En esa línea, se preguntó qué impide que los argentinos vuelvan a confiar en la moneda nacional y por qué los acreedores externos no terminan de respaldar el programa oficial. Mientras no se despejen esos interrogantes, advirtió, el país seguirá en una situación económica “muy frágil”.
Prat-Gay también cuestionó la capacidad del plan económico para generar resultados concretos en el día a día. Afirmó que ningún programa “enamora” si no se traduce en creación de empleo, aumento de la producción y mayor nivel de exportaciones. Marcó una brecha entre los indicadores macroeconómicos y la realidad microeconómica, y sostuvo que “no puede estar bien la macro si la micro está mal”. Si el saldo del programa es un deterioro de la economía real, concluyó, “entonces está mal el programa”.
Uno de los puntos centrales de su crítica fue la evolución de la inflación. A casi 30 meses de gestión, el índice de precios se mantiene alrededor del 3% mensual, un registro que el exministro comparó con otros períodos: a la misma altura del gobierno de Mauricio Macri, el dato se ubicaba en 1,5% mensual; durante la convertibilidad rondaba el 1%; y en la administración de Eduardo Duhalde llegó a 0,5%. Desde su perspectiva, el oficialismo “subestimó la inercia inflacionaria” propia de una economía acostumbrada a altos niveles de aumento de precios y “sigue sin interpretarla bien”.
Prat-Gay remarcó que no alcanza con exhibir equilibrio fiscal y emisión monetaria nula para dominar la inflación. Recordó que una estrategia similar se intentó durante la presidencia de Macri y “no funcionó”. En su opinión, las reformas estructurales solo pueden consolidarse si se construyen por consenso, ya que de lo contrario quedan expuestas a ser revertidas ante un eventual cambio de gobierno.
Aun así, el exministro no descartó que el programa actual pueda afianzarse en el tiempo, pero condicionó ese escenario a la aparición de señales claras de entusiasmo social, crecimiento sostenido y una reducción efectiva de las brechas entre el interior del país y los grandes centros urbanos.
Prat-Gay alertó, además, sobre el riesgo de un retroceso político y económico si el rumbo no se consolida. Sostuvo que evitar un regreso a esquemas del pasado es una responsabilidad primaria del propio Gobierno. Consultado sobre un eventual regreso a la actividad partidaria, dijo no tener una definición, aunque subrayó la necesidad de que los dirigentes “generen empatía” con la sociedad.

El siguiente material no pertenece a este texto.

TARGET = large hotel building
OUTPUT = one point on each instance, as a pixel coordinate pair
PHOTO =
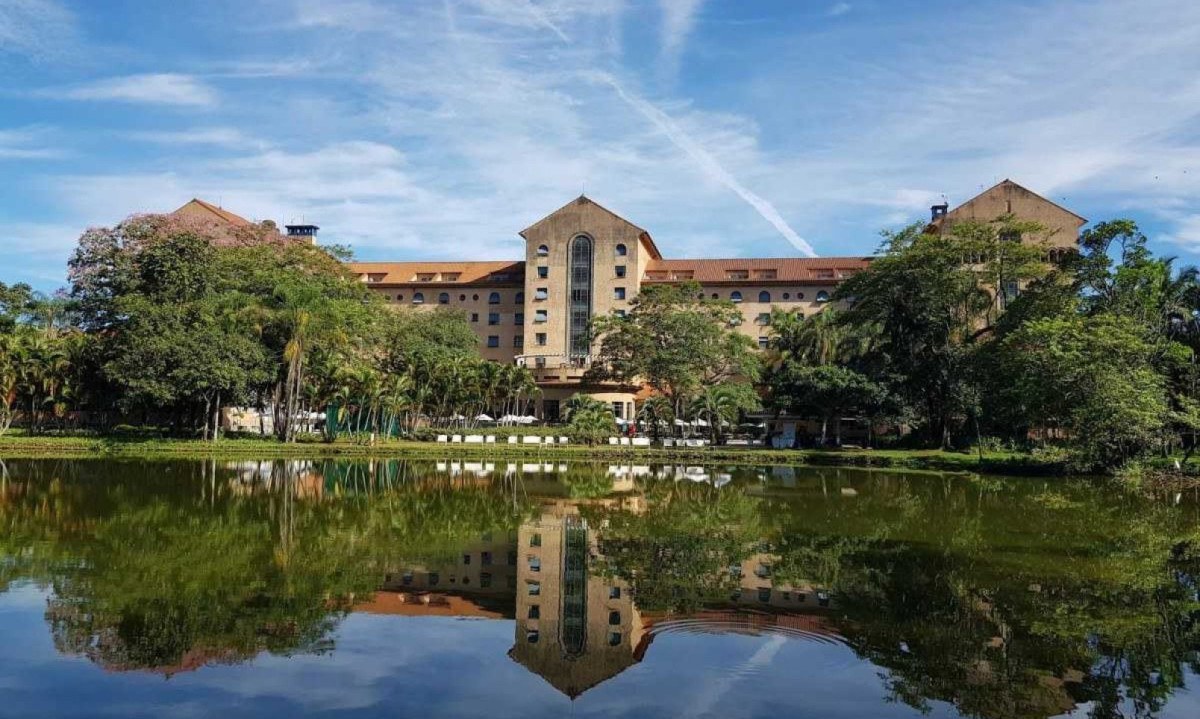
(583, 261)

También se refirió a las denuncias que involucran al jefe de Gabinete, Manuel Adorni. Afirmó que la Argentina atraviesa una transición en la que “murieron prácticas viejas”, como el financiamiento de planes sociales sin respaldo presupuestario, pero señaló que aún “no está claro si nació lo nuevo”. Recordó que la administración actual llegó con la promesa de terminar con la “casta” y los privilegios, y sostuvo que Adorni quedó atrapado en aquello que decía venir a transformar.
Para Prat-Gay, la credibilidad del rumbo económico depende en buena medida de la conducta de quienes lo conducen. En ese sentido, reclamó que las figuras en posiciones clave sean “probas y absolutamente éticas” para poder guiar al país hacia una etapa distinta.